The results were instantly met with approval from investors on Tuesday morning (5/9). At 9:43am Eastern NXST shares were already up 2.6%, to $62.80. Nexstar stock has been on a hot streak since December 2016, and hasn’t closed below $60 after bottoming out at $47.20 a share on Nov. 3, 2016.
Nexstar President/CEO Perry Sook, arguably the leader of the broadcast TV industry who also serves as Chairman of the TVB (the TV industry’s ad sales advocacy group that’s the equivalent to the radio industry’s RAB), explained the jump in expenses.
“The rise in Q1 station direct operating expenses (net of trade expense) and SG&A expense primarily reflects the operation of acquired stations and digital assets, and increases in network affiliation expense,” Sook said.
It’s the first hint that the Big Four network are putting more pressure on affiliates, which are demanding greater retransmission fees than ever before.
Sook noted that Nexstar’s Q1 corporate expense was in line with its overall guidance and its expected transaction costs.
Meanwhile, Nexstar’s actual results for Q1 reflect the impact of $47.7 million of one-time transaction expenses incurred in the quarter.
That’s a bit of a ding, if Nexstar were to have one in the quarter. The company disclosed and estimated this one-time expense at $46 million on the company’s Q4 and fiscal 2016 conference call with analysts.
Furthermore, the Q1 results reflect the company’s legacy Nexstar broadcasting and digital operations (less seventy-three days of results from six Nexstar station divestitures) and seventy-three days of results from the Media General stations (net of divestitures).
A year-over-year look at the legacy broadcast and digital performance was not provided by Nexstar.
In prepared comments ahead of his company’s 10am Eastern earnings call with financial analysts, Sook said, “A partial quarter’s contribution from the Media General transaction and the continued strength of Nexstar’s legacy operations led to triple-digit growth in all of our non-political revenue sources and, combined with our expense discipline and focus on managing operations for cash flow, resulted in broadcast cash flow, adjusted EBITDA and free cash flow growth before transaction expenses of 91.9%, 97.6%, and 80.5%, respectively.”
NO INTEGRATION CONCERNS FOR NEXSTAR
While radio industry pure-play Beasley Media Group suffered from a less-than-optimal Q1 as it deals with integration issues in Philadelphia from its merger with Greater Media, Sook says his company’s Media General integration and synergy realization plans are proceeding ahead of schedule.
“To date we have harvested approximately 85% of the $81 million of Year One synergies we previously identified,” he said. “With the operating momentum across our business and our integration initiatives proceeding according to plan, we remain confident in Nexstar’s ability to meet or exceed our targets for average annual free cash flow in the 2017/2018 cycle of approximately $565 million, or approximately $12 per share, per year.”
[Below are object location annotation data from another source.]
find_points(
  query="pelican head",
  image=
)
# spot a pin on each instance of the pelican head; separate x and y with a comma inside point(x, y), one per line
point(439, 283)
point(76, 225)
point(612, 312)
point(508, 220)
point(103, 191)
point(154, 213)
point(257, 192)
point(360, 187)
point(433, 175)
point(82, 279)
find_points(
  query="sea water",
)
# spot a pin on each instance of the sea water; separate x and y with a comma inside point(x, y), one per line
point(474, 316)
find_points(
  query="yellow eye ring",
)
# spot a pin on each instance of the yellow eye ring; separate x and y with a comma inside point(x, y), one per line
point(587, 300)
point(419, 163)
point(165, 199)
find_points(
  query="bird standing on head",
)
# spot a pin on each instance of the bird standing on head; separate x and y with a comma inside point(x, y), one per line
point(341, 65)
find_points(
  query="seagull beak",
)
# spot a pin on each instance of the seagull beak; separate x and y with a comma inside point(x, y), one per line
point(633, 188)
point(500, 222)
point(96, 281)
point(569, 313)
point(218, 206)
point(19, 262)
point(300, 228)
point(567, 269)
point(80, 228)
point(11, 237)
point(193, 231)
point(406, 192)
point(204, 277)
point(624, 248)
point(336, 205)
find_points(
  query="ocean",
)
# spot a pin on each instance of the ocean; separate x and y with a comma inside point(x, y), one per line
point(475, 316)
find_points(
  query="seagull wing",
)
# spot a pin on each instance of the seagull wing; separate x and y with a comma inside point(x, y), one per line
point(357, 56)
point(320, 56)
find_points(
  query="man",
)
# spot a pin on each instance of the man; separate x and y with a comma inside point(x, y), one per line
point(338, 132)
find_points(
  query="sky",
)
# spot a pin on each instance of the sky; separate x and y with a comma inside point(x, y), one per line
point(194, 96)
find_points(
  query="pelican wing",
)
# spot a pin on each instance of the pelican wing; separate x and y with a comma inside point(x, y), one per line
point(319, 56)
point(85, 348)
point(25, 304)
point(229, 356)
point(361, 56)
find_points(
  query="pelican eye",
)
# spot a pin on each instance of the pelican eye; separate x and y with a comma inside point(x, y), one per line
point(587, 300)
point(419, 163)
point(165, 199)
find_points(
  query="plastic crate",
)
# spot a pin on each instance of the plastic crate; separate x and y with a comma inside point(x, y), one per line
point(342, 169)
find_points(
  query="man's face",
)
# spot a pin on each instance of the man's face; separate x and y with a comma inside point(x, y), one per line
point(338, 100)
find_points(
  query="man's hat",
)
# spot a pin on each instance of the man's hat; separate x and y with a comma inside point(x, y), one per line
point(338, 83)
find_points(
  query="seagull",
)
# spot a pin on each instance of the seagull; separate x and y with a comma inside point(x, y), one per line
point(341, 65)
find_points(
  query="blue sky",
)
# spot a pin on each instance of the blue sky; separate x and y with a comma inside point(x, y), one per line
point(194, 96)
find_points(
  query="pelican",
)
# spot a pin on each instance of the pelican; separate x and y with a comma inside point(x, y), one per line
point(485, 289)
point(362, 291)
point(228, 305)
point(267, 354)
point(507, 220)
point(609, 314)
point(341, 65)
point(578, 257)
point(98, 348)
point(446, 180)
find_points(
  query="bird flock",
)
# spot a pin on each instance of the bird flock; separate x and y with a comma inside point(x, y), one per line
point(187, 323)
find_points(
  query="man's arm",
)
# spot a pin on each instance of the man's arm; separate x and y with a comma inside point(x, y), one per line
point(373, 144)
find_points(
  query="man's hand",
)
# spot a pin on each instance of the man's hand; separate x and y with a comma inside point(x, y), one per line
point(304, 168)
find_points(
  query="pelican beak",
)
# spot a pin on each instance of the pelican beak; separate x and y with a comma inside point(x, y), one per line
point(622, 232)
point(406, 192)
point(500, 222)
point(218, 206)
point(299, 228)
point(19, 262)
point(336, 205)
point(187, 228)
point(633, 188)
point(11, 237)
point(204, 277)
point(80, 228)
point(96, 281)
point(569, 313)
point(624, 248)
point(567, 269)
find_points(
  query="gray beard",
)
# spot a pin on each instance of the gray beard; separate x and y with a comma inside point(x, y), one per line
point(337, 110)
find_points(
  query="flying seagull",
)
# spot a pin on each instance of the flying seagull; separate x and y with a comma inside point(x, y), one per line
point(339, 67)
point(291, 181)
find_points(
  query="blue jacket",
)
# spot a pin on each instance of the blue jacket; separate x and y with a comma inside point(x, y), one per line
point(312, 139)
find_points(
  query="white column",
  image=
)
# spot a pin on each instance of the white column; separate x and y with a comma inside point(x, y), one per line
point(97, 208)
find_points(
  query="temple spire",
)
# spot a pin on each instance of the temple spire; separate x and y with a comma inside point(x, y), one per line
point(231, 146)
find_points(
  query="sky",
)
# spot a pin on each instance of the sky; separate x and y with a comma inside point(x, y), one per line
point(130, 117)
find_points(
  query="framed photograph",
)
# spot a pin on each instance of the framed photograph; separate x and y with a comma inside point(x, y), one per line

Overall, Sook said the Media General transaction is meeting his company’s expectations and will result “in excess of 55% growth in Nexstar’s annual average pro forma 2017/2018 free cash flow per share relative to the record performance of our legacy operations in 2016.”
Yet, consolidated debt could be an issue. As of March 31, Nexstar’s debt was $4.5 billion — including senior secured debt of $2.9 billion. Its total net leverage ratio at the end of Q1 2017 was 4.7x.
With $72.9 million on hand, any blockbuster deal that would put Nexstar on par with Sinclair would therefore need to rely on borrowings.